At the back of this schizophrenic persona that I have these days there is the thought that maybe the players are just intending to do enough to get past the post, to just scrape through. But that isn’t good enough. The long suffering fans deserve to see our team go out and do what WhiningScouse FC, manure and Arsenal have all done recently and that’s put some of these teams to the sword. As Nick from Chelseablog stated previously it has been said that Mourinho adopts the mantra of “why win 5-0 when 2-0 will do?”, Well here’s why….We are the champions. We are the best team in the Premiership. Teams should be quaking in their boots at the thought of playing us.
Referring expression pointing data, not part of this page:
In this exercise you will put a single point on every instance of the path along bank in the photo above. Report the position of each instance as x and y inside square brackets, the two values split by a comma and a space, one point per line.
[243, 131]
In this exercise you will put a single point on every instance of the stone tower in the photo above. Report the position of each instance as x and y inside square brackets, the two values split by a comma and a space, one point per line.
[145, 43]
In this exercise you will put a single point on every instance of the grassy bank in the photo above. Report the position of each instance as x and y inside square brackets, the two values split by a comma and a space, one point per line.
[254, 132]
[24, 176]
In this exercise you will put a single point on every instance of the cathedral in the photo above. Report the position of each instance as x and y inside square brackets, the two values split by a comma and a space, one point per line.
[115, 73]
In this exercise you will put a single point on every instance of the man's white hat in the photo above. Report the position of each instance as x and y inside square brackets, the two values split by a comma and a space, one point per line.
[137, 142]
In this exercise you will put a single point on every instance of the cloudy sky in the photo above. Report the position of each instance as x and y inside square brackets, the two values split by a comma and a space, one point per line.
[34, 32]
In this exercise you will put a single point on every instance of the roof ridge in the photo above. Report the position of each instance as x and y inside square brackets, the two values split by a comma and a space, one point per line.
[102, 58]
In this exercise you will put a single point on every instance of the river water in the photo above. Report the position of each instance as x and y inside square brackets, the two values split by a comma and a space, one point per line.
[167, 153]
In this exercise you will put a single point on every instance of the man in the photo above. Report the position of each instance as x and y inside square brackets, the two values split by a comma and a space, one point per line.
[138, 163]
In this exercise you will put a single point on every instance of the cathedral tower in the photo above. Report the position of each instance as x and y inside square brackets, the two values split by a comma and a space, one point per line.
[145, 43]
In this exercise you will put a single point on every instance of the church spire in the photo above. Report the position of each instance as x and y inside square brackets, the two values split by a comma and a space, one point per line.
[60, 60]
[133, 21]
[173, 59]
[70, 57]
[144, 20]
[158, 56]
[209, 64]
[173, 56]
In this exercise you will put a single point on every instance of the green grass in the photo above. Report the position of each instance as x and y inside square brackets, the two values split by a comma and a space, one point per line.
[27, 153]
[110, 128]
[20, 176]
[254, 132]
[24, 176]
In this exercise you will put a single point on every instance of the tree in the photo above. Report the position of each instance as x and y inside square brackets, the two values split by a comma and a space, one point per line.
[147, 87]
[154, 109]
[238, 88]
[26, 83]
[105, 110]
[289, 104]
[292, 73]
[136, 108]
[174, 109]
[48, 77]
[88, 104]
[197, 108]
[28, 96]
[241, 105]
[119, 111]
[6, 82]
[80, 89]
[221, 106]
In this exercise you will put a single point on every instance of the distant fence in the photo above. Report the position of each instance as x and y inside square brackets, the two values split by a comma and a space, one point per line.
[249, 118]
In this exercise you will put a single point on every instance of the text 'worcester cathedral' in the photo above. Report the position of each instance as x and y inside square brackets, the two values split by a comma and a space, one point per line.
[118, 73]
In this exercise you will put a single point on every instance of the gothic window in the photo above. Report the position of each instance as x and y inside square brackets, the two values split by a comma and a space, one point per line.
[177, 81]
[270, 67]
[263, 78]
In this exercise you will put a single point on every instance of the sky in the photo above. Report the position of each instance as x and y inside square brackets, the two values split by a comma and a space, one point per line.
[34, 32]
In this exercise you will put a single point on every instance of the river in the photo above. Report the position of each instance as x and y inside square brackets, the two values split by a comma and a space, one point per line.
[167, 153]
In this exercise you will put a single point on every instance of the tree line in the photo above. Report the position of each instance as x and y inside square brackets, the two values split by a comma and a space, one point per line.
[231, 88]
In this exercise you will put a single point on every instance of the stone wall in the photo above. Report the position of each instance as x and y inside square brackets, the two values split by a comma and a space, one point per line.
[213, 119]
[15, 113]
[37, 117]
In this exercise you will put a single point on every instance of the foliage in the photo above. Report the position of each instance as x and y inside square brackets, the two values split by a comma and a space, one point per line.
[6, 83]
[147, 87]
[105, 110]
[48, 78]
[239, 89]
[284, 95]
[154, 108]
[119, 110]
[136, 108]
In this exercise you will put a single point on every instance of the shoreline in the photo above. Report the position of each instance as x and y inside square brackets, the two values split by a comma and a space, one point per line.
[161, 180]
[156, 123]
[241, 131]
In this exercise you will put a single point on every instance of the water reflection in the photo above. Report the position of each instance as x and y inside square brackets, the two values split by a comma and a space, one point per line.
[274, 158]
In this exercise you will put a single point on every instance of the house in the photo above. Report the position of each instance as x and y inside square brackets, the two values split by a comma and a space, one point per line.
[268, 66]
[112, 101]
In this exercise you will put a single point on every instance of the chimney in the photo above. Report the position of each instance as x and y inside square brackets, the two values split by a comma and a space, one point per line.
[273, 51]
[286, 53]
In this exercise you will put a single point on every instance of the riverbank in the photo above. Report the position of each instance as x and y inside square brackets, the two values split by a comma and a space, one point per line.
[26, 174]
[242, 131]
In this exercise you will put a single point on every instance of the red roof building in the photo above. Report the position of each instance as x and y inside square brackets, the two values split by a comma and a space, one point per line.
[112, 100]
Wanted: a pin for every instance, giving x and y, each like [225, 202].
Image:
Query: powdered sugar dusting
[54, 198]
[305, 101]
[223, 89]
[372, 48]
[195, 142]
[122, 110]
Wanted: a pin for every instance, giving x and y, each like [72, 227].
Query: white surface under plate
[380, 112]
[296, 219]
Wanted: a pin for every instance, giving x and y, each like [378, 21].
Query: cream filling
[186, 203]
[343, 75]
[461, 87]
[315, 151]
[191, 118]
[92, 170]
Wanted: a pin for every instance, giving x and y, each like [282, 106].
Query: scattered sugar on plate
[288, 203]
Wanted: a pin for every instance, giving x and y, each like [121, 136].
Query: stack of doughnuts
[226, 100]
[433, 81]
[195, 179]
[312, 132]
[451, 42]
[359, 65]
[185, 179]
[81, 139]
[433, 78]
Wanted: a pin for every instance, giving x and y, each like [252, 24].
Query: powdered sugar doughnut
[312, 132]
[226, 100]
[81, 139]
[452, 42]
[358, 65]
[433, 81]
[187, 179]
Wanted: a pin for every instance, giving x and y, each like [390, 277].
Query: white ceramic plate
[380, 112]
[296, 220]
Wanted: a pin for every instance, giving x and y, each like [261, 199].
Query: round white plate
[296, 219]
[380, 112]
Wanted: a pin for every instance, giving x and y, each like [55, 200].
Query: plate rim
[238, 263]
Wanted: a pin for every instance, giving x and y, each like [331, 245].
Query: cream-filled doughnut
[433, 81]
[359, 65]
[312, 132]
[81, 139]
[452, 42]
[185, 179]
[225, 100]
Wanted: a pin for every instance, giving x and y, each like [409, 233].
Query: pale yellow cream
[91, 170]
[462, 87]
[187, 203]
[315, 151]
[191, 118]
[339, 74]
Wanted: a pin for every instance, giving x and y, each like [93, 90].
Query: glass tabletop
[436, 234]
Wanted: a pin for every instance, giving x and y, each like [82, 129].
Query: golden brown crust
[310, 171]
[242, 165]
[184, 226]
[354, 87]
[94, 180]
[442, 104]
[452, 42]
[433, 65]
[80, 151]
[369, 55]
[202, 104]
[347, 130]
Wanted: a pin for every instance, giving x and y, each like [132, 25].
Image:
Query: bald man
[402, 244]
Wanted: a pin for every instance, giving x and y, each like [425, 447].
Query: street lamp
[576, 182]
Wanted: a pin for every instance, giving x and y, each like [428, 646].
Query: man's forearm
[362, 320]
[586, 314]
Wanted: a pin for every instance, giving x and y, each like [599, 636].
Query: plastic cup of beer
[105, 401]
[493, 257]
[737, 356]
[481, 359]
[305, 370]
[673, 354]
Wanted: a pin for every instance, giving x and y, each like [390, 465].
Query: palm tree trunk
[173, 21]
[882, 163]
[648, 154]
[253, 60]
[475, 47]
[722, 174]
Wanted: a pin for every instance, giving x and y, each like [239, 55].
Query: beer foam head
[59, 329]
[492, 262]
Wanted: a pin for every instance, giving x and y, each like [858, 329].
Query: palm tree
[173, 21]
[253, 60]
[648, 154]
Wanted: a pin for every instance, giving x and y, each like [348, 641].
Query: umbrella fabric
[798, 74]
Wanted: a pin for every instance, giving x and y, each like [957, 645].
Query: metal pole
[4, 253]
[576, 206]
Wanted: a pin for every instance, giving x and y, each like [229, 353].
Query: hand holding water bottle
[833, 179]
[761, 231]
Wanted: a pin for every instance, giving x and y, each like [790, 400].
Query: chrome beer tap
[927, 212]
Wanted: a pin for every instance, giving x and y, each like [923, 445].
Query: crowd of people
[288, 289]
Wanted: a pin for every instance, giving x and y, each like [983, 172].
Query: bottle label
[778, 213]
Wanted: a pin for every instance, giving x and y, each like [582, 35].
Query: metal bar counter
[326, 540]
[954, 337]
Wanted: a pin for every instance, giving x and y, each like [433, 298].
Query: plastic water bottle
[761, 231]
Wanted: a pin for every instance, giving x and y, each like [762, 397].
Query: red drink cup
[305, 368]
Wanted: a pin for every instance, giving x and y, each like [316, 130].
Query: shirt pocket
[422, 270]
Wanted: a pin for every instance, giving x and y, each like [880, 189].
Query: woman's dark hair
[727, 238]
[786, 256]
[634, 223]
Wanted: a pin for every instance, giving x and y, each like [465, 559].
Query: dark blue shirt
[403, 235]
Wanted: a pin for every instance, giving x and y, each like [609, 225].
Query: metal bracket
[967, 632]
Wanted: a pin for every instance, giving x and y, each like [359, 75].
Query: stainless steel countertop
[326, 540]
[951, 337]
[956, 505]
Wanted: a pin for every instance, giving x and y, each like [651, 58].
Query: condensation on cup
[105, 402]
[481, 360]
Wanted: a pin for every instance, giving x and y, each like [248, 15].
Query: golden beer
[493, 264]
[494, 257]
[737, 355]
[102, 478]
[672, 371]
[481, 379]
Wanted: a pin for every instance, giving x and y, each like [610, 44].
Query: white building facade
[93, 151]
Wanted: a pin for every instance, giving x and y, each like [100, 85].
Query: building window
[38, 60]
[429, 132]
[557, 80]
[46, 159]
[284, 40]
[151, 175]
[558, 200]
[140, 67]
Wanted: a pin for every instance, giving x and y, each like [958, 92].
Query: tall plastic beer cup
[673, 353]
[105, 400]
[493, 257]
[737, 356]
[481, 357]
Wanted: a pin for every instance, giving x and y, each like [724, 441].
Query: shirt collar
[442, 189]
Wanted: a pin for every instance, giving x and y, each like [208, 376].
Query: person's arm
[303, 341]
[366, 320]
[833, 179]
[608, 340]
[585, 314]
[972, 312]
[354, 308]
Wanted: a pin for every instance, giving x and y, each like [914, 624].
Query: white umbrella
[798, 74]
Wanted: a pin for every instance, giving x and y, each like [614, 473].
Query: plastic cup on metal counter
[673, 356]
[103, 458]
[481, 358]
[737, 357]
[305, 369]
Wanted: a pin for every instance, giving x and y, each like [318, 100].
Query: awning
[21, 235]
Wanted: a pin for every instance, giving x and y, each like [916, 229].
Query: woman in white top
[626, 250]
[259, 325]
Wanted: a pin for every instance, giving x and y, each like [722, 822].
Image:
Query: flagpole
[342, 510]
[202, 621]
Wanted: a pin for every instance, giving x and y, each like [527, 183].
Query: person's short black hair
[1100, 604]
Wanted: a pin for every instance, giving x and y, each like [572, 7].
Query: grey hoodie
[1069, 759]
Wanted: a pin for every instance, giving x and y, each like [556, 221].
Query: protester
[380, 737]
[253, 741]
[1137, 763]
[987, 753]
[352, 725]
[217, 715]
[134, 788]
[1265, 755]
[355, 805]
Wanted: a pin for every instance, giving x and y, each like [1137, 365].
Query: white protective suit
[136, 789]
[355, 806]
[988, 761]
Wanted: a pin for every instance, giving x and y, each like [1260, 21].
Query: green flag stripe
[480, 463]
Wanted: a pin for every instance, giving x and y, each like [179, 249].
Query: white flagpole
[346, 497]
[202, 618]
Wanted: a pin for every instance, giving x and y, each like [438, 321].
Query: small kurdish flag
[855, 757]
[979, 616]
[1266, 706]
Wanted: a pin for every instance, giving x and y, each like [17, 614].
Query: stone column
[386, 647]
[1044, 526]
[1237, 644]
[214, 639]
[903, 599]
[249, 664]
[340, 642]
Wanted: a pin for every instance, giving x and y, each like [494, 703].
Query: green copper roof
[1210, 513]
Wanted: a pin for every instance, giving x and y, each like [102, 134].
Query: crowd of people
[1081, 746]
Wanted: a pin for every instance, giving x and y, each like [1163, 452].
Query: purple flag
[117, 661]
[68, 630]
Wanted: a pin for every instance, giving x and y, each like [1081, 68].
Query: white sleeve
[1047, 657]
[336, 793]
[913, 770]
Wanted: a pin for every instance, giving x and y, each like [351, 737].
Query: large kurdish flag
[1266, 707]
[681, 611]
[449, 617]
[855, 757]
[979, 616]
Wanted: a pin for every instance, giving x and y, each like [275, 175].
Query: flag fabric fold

What’s more JM, the fans deserve to be treated to a few of these compelling victories. But, now they might see a perceived weakness, a blinking of the eye or the small betraying bead of sweat running down the face of Chelsea that exposes the doubts running through the collective minds of Chelsea players, management and fans.
And so we must move on with strong hearts and minds. We must suppress the panicky side of our nature and display the cool and calm visage that our manager shows. If we believe, or show we believe and hide the doubts then the players can feed off this and take us onto more glory this season. There’s a great quote from Henry Ford which I often use before each shot I play at golf, and it sums up just how important the power of the mind is when faced with challenging situations…..
“Whether you think you can, or whether you think you can’t, you’re probably right”
In The Hitchhikers Guide to the Galaxy by the late, great Douglas Adams, the actual best selling galactic book was immensely popular because it had the words “DON’T PANIC” emblazoned across its front in big friendly letters. I think we could do the same across the front of Stamford Bridge, across the CFC web page, across the matchday programmes and ChelseaTV. It would certainly work for me.